Potrei aggiungere nei costi anche eventuale parcheggio o rischio di multe.

Però potrei anche valutare la libertà di orario che mi concede la macchina rispetto ai mezzi pubblici (e poi dovrei decidere come “pesare” questa libertà).

Nel computo dei costi potrei decidere di mettere anche l’impatto ambientale e l’emissione di CO2 (molto minore con i mezzi pubblici). E come scegliere di calcolare l’impatto ambientale è una scelta che può includere o meno altre decine di dati.

Come vedete solo apparentemente l’esito finale della mia decisione è frutto di un calcolo, perché i dati che ho scelto di considerare (o non considerare) non sono frutto di un calcolo, ma di una scelta “personale” non riconducibile a mero calcolo.

Se questo vale per le decisioni personali, vi è un altro aspetto da considerare per le scelte imprenditoriali, strategiche o politiche.

I dati rappresentano quello che c’è non quello che sarà e ciò che sarà, soprattutto per le cose importanti, non sempre è in prevedibile continuità con ciò che è stato. Dunque la scelta tra decisione e calcolo non è tra abbondanza di dati e tempo per elaborazioni rispetto alla loro scarsità, oppure tra certezza del risultato e rischio, ma è tra provare a far accadere qualcosa di radicalmente nuovo o cercare di proseguire in continuità con ciò che già viene fatto”, scrive Martinoli. 

Detto in altre parole: non sempre si possono “trasformare” decisioni in calcoli, per esempio per mancanza dati, mancanza algoritmi, mancanza tempo di elaborazione; ma c’è considerare la motivazione profonda tra le due possibilità: da un lato creare (prendere decisioni), dall’altro allinearsi al resto del mondo in quel momento (effettuare calcoli).

La decisone crea mondi nuovi, il calcolo si allinea al momento attuale.

Detto questo sorgono nuove domande. Se la decisione ci permette di creare nuovi mondi e nuove possibilità, perché allora è così difficile “decidere”? Quali sono le buone ragioni di chi tende a rifugiarsi nel calcolo rispetto alle possibilità offerte dalla decisione?

Trasformare le decisioni in calcoli, infatti, ha molti vantaggi: non solo dà più sicurezza, ma dimostra agli altri bontà delle proprie scelte in caso debba rendere conto del mio operato.
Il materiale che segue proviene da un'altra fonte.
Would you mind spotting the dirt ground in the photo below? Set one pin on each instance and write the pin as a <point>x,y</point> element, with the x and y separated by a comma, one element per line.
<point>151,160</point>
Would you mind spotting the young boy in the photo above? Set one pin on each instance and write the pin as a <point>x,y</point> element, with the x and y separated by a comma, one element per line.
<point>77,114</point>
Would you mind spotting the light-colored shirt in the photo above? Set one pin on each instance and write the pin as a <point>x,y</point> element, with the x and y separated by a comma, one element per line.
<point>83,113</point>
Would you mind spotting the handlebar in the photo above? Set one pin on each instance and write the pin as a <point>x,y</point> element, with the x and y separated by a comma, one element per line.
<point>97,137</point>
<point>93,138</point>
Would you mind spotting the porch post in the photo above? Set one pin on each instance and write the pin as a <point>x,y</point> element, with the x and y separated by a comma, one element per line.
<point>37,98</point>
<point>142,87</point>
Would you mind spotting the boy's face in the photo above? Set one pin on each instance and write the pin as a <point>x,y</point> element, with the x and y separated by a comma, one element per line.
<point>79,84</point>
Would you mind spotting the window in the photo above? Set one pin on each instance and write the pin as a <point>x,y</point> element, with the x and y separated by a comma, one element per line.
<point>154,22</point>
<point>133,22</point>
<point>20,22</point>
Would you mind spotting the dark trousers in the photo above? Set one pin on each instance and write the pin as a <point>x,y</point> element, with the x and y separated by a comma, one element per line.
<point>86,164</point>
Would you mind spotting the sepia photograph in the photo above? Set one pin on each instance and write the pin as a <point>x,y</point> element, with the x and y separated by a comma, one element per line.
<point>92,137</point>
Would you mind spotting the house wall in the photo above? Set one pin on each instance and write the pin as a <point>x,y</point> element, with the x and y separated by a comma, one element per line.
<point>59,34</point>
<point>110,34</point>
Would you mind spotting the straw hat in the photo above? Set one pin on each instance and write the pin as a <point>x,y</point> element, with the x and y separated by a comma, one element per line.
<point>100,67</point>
È un modo per proteggersi.

Trasformare le scelte da calcoli a decisioni significa, invece, entrare in un luogo caratterizzato da incertezza a cui spesso non siamo abituati. Significa abitare un vuoto che crea disagio.

Mi viene in mente il film “Sully” in cui il comandante (dopo aver salvato tutti i passeggeri con una manovra eroica) viene accusato di aver fatto una scelta troppo rischiosa. Il film ha un lieto fine (si riesce a dimostrare che la decisone del comandante, con il senno di poi, era la migliore). Ma non sempre si può fare un “processo” alle decisioni oppure “il processo” può durare molto tempo.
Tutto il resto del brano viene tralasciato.